Задачу им облегчила Кэролайн. До последнего момента она держалась как бы в сторонке, выражая сочувствие вежливо и молча, но тут вдруг вспыхнула и засияла с такой интенсивностью, что ее ощутили все присутствующие.

– Мы убеждали мистера Спенсер-Брауна позаботиться о себе, – сказала она, переводя взгляд с Олстона на Аларика. – Печалясь о любимом человеке, так легко забыть о себе. Думаю, вы сможете помочь ему лучше, чем мы.

– Я для того и пришел, – сказал Аларик. – Появляться в обществе вам, конечно, нельзя, но и оставаться одному в доме невыносимо. – Он повернулся к Олстону. – Я подумал, может быть, вам захочется покататься в экипаже. Приятная прогулка, если погода выдастся хорошая, и встречаться ни с кем не потребуется.

– Думаете, стоит? – засомневался Олстон.

– А почему бы и нет? Каждый переживает горе на свой лад, и те, кто желает вам добра, не станут упрекать вас тем, что вы хотите развеяться. Мне, например, доставляет удовольствие музыка и созерцание великих произведений искусства, красота которых пережила их творцов, вобрав в себя всю боль и все устремления. Я буду счастлив сопроводить вас в любую галерею по вашему выбору – или куда-либо еще.

– Но ведь люди, наверно, считают, что мне следует оставаться в доме? – озабоченно нахмурился Олстон. – По крайней мере, до похорон? Знаете, это еще несколько дней. До пятницы. – Он моргнул. – Вы, конечно, знаете, о чем я говорю.

– Если вы не против, я мог бы поехать с вами, – спокойно предложил Аларик. – Если вам больше нравится быть одному, обижаться не стану, но я в такой ситуации одиночество не выбрал бы.

Лоб Олстона прочертила глубокая морщина.

– В самом деле? Очень, очень великодушно с вашей стороны.

Шарлотта подумала о том же, но с раздражением. Она предпочла бы осуждать Поля Аларика и иметь для этого основания. Зато глаза Кэролайн излучали мягкий свет одобрения.

Шарлотта бросила взгляд на Эмили и моментально поняла, что сестра тоже это заметила.

– Вы так добры. – Резкие нотки в голосе Эмили отражали скорее ее собственные страхи, чем беспокойство за Олстона. – Прекрасное решение. Дружеская помощь в такое время бесценна. Помню, в трудный час именно близость мамы и сестры служила мне поддержкой и утешением.

О чем это она? Уж не о смерти ли Сары? Та трагедия одинаково поразила их всех – но никакого другого «трудного часа» Шарлотта припомнить не могла.

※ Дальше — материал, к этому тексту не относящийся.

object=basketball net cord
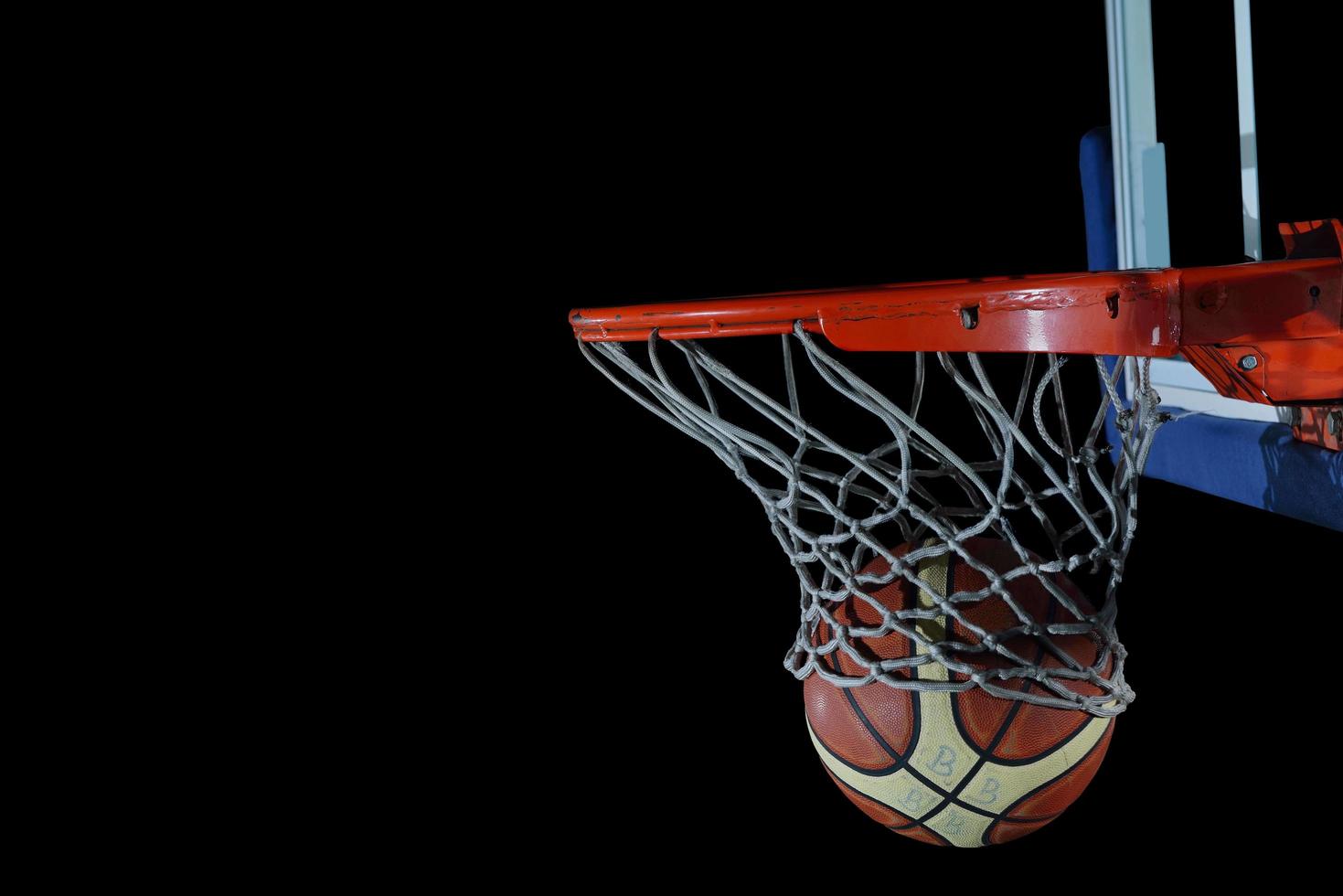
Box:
[579,323,1169,716]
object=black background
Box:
[526,0,1343,884]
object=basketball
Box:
[803,538,1114,847]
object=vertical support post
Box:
[1233,0,1263,262]
[1105,0,1171,269]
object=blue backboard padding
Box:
[1079,128,1343,532]
[1143,406,1343,532]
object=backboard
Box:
[1080,0,1343,530]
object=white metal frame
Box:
[1105,0,1283,421]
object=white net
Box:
[579,324,1168,716]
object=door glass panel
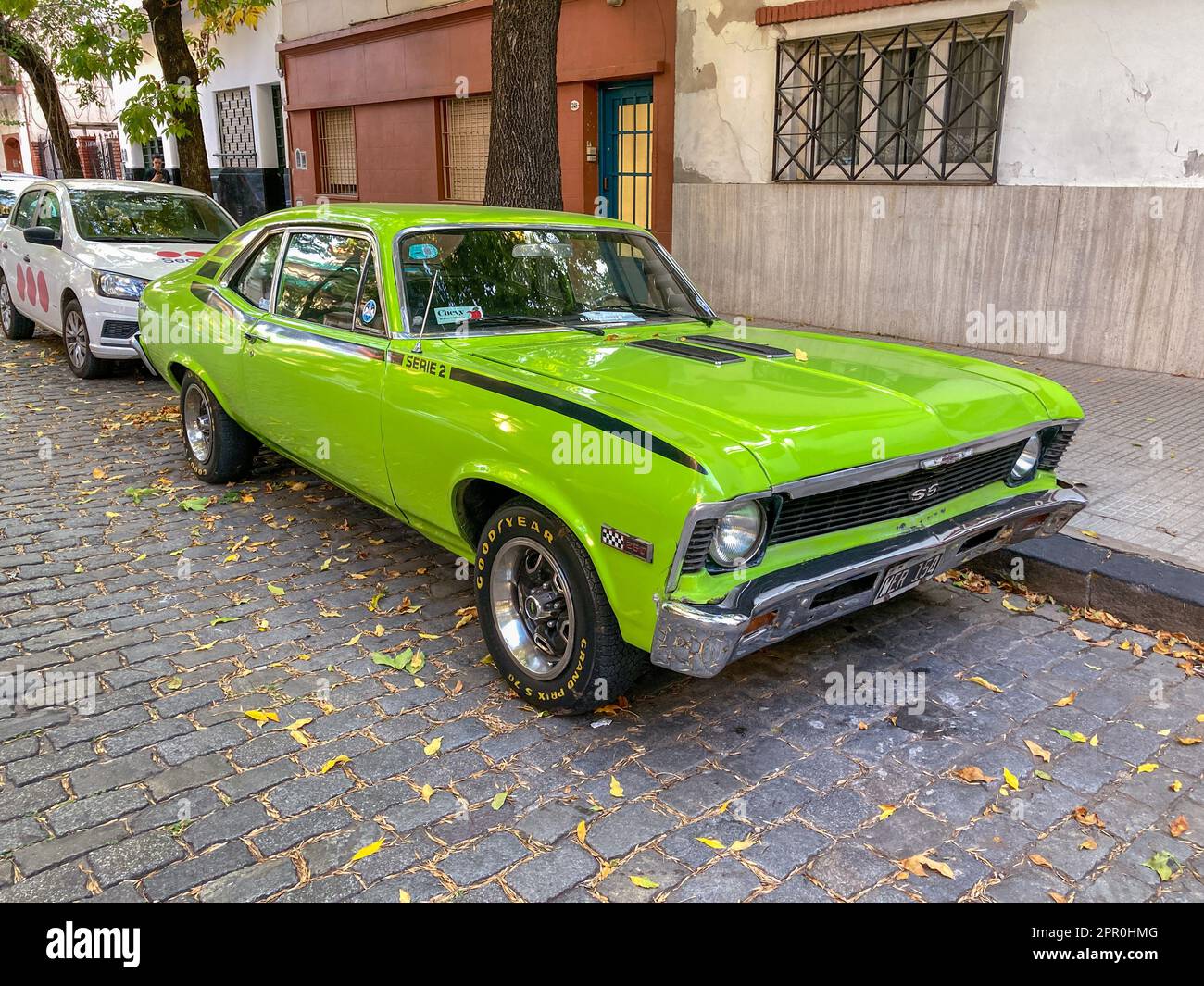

Между тем Эмили продолжала:

– Не вижу причин, почему бы вам не прокатиться, если мсье Аларик предлагает составить компанию. Ни один здравомыслящий человек – никто, чье мнение имело бы значение, – не увидит в этом чего-то предосудительного. – Она с вызовом выставила подбородок. – Люди, конечно, не всегда верно истолковывают некоторые связи, но чаще всего это касается дружбы между леди и джентльменом. Вот тогда разговоров бывает много, независимо от того, насколько все невинно на самом деле. Вы не согласны, мсье Аларик?

Пристально наблюдая за ним, Шарлотта попыталась обнаружить хотя бы малейший намек на понимание истинного значения и цели этих малосодержательных слов.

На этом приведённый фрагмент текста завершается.